We have Iterator, but instead of the function Iterator::next, we have the future Stream::poll_next.

let __stream = __stack_pin!(stream);
while let Some(item) = await!(__future_from_poll!(__stream::poll_next)) {
    // your block

This still hides some details in the await!(__future_from_poll!()), so lets inline that:

let __stream = __stack_pin!(stream);
while let Some(item) = loop {
    match __stream.poll_next(__async_context_waker!()) {
        Poll::Ready(value) => break value,
        Poll::Pending => __async_yield_execution!(),
} {
    // your block

Wow, everything makes some amount of sense! But how do we actually use this, because this is a lot of boilerplate to use what seems like a useful data type.

Step 3: What Not

The logical operation happening here is awaiting the next value from the stream, for every element in the stream: a combination of iterators (for item in iterator) and futures (await!(future)).

The "obvious" solution would be async for item in stream. But this is the wrong direction: async is the enabler, but await is how you poll a future to completion.

Another enticing solution is to make for just work with Streams and do the equivalent of impl<I: Iterator> Stream for I. But we made (are making) the await operation explicit on futures for good reason, and shouldn't lose that for streams, if for no other reason than it would be inconsistent.

I've seen in multiple places the suggestion to use for item in await!(stream). Hopefully, the above expansions illustrate why that doesn't work semantically. This would instead be awaiting a Future<Item=Iterator>.

Step 4: Possibilities

I personally think that await for item in stream reads perfectly for what the semantics are. Those semantics are that we await "something" to get each item out of the stream, or in other words, we "(a)wait for each item in the stream". There's also no possibility of being confused with await!(for item in stream {}), as for loops don't (and can't) return a value.

@withoutboats also suggests that we could make await a pattern, giving us for await item in stream. I don't hate it, but there's a problem with this.

await as a pattern (here I'll still use await!(pattern) for clarity) I would expect to be the same as awaiting the rhs of the pattern. Or in code, the following two statements would be equivalent:

let value = await!(future);
let await!(value) = future;

This was actually proposed previously in the venerable async/await bikeshedding thread.

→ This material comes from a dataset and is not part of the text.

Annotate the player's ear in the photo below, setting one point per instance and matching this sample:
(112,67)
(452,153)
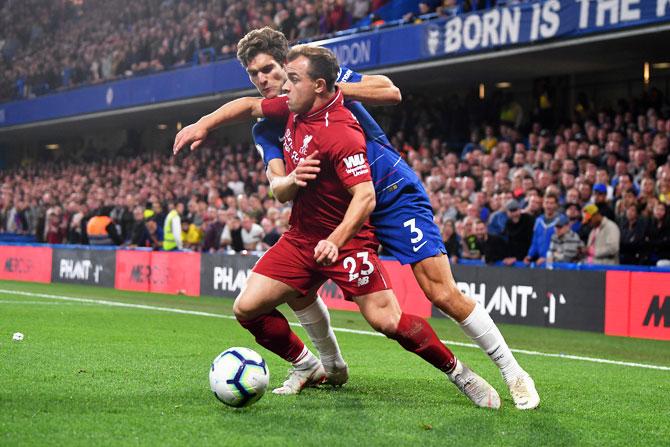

The problem is that this now suggests that Stream<Item=T> is Iterator<Item=Future<Item=T>>. Maybe some streams could meet this type. But the current definition of Stream is closer to a StreamingIterator<Item=Future<Item=T>>, as the poll_next requires a pin mut ref to the stream. This borrowing is required for many real streams. (I expect Stream to be abused for StreamingIterator if it works for such and we don't have StreamingIterator yet.)

This could be made to work fairly simply: make for work with StreamingIterator with a fallback for Iterator behavior, and let streams be used by the above composition of StreamingIterator and Future.

But this still lacks the "await?" behavior that many real futures will want (as most async is so because of IO). And even if we add ? to patterns as well, this still means we have two ways of doing the same await operation: expr position (for chaining, which was a focus of the bikeshedding thread) and pat position.

Step 5: Conclusions

I think that await for is the best of the currently proposed syntaxes, at least while awaiting on futures includes the keyword await.

In any case, this is a difficult choice with many tradeoffs, and one that's even harder to make without knowing what the final await syntax is going to be. But it's one that needs to be at least considered when stabilizing await.